En realidad, a Chema Cobo se le disfrutaba tanto en la contemplación de sus obras como en la conversación. Eran sus charlas en la cocina de su casa de Alhaurín —con su esposa, Rosa, siempre al lado, apuntalando las ideas— todo un ejemplo de lo que él definía como “ironía socrática”, es decir, pensamiento, humor y un descreimiento cada vez más acusado. “Parto de un escepticismo casi estoico y el humor me resulta un arma muy útil, que era propia de los filósofos desde el principio de la historia del pensamiento.

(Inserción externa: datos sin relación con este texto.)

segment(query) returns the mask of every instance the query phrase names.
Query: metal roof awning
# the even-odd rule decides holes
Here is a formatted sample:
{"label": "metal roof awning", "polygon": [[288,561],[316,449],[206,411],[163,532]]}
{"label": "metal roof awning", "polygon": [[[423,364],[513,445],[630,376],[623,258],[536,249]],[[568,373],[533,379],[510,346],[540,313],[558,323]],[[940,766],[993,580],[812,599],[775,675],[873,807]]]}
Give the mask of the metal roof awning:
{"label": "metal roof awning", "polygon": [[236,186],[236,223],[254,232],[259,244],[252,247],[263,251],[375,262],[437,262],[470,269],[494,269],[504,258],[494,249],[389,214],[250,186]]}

El humor provoca asombro, hace mirar las cosas desde la perspectiva desde donde nadie quiere mirarlas porque provoca un fenómeno que me interesa muchísimo: establece el signo de la cosa y no se ve la cosa en sí”.
Así fue también su obra, tan colorista a veces como arrasada por cegadores blancos en otras ocasiones, que está presente en colecciones de instituciones internacionales como el Centro Andaluz de Arte Contemporáneo, la Colección Los Bragales de Santander, el Kunstmuseum de Berna (Suiza), el Metropolitan Museum of Art (MoMA) de Nueva York, el Museum of Contemporary Art de Chicago y el Museo Nacional Centro de Arte Reina Sofía, en Madrid, entre muchos otros. Fue miembro del PS1 de Nueva York, apéndice del MoMA; trabajó como profesor invitado en la NY Art School, en la Northwestern University de Chicago y en la School of Art of the Art Institute of Chicago. En 1994 recibió el Premio Andaluz de las Artes Plásticas.
Artista global que vivió y pintó en Cádiz, Sevilla, Madrid, Nueva York, Chicago, Bruselas y Roma, Cobo comenzó su andadura profesional en 1975, con una primera exposición individual en la Galería Buades de Madrid. Tras sus comienzos en la Nueva Figuración Madrileña conectó, pronto, con movimientos internacionales, como el neoexpresionismo y la transvanguardia. Pero ya partir de la década de los noventa, Cobo entendió que su condición, la que ha cultivado hasta última hora, era la de un disidente que debía viajar libre por los territorios más sólidos de la estética contemporánea, aunque, eso sí, sin renunciar a un equipaje que siempre le ha entroncado con la más honda tradición pictórica andaluza —extrañamente unida a su obsesión por la cultura anglosajona—, para alcanzar el espacio de privilegio en la plástica contemporánea desde donde se despidió hoy.
De hecho, su condición limítrofe, como hijo del Estrecho, determinó sus cimientos pictóricos de manera irrevocable, y así lo seguimos viendo en la representación de esos espacios deliberadamente híbridos, fronterizos, ambivalentes, capaces de captar la ambigüedad de lo real y que han llevado siempre a la crítica a definir a Chema Cobo como un pintor inclasificable. “Si lo pienso, creo que siempre he tenido conciencia de ser fronterizo. Me gustan los bordes, los filos, ese sitio que no es ni África ni Europa... Yo recuerdo la gran sorpresa con la que descubrí de niño que lo que yo veía en el mapa y me decían que era África, lo tenía enfrente. Debía tener 9 o 10 años. También África en mi infancia era un sitio que de vez en cuando se veía y de vez en cuando desaparecía; y quien conoce el Estrecho es consciente de que de vez en cuando hay una bruma, unas nubes espesas que hace que desaparezca; y, en cambio, otras veces aparece como imponiéndose muchísimo. Y esa sensación de no ser de ninguna parte me ha guiado”, le gustaba explicar. Desde ahora, esa condición se perpetúa en sus obras, las que cuelgan de museos de todo el mundo y las muchas que, este pintor que solo sabía pintar, ha dejado por terminar.